Make friends with faculty and staff : Unlike Ned’s Declassified School Survival Guide, most staff at PMHS aren’t cranky old people who hate kids. All of them are here for you and want you to succeed; they aren’t out to get you. As one teacher put it, “Teachers are too tired for treachery.” Make a connection with a teacher, staff member or administrator. Every adult in the building remembers how hard it is to be a teen and can give advice or encouragement without a lecture like your mom or dad. Plus, they help with letters of recommendation come job and college application time. Try to connect during BLU63, in the hallways between classes, after school or in clubs they sponsor.

 Get involved and meet new people : Attend football games, choir concerts, or join a club that has a variety of people in it such as Best Buddies, Key Club, Link crew or REACH club.
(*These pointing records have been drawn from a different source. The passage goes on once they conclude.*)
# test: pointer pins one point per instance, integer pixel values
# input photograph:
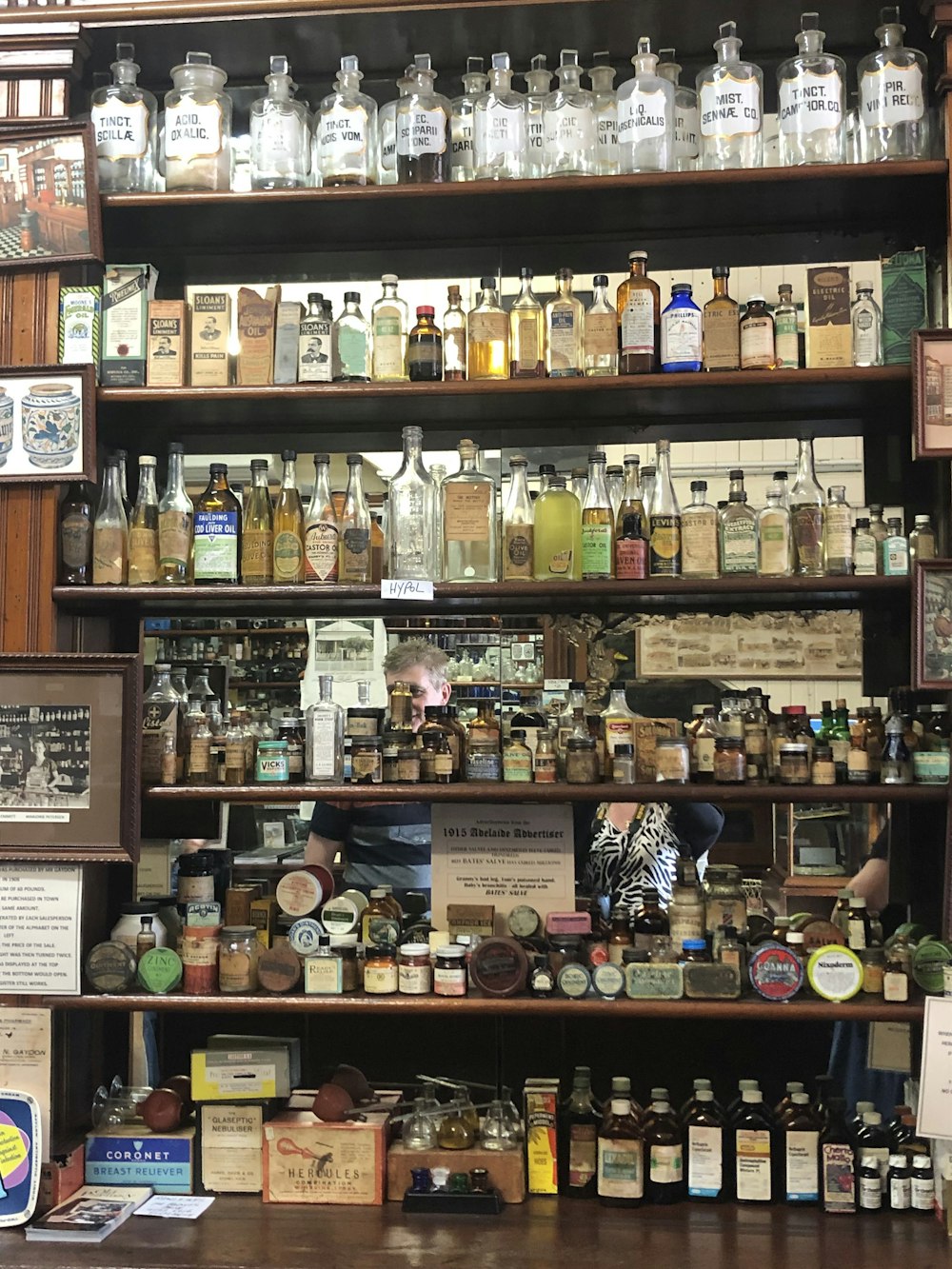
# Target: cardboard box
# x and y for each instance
(208, 340)
(128, 289)
(168, 343)
(132, 1155)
You’ll be surprised exactly how diverse the school is and how many people have interests similar to yours. Junior Abigail Hoover says, “Our school offers so many unique opportunities so I would suggest trying a few and finding out which you enjoy. It’s a great way to find friends who are passionate about the same things as you.”

Keep up with your grades : Especially your freshman year. Junior Semaj Danley advises freshmen: “Start off strong. Working hard your freshman year will dictate how hard you have to work the rest of the three.” For example, if you have a 2.2 GPA (C average) at the end of your freshman year, you will need to earn at least a 3.8 GPA (a 95 percent)  your first semester as a sophomore to bring your GPA up to a 3.0 or B.

 Be flexible but prepared: Be ready for things to go differently than planned. I personally never expected or planned to be a student athlete or AP student, but these very things are what has made my high school experience worthwhile. Senior Purseh Gbadyu says: “Stay organized. Use your agenda or smartphone planner to stay on top of things.” Don’t wait until the last minute to start a project; you never know when life will get in the way.

Focus and get it done. Learn time management. Junior Thawng Hmung says “It’s important to learn to settle down and finish school work efficiently. Organize. Prioritize. And be mature.”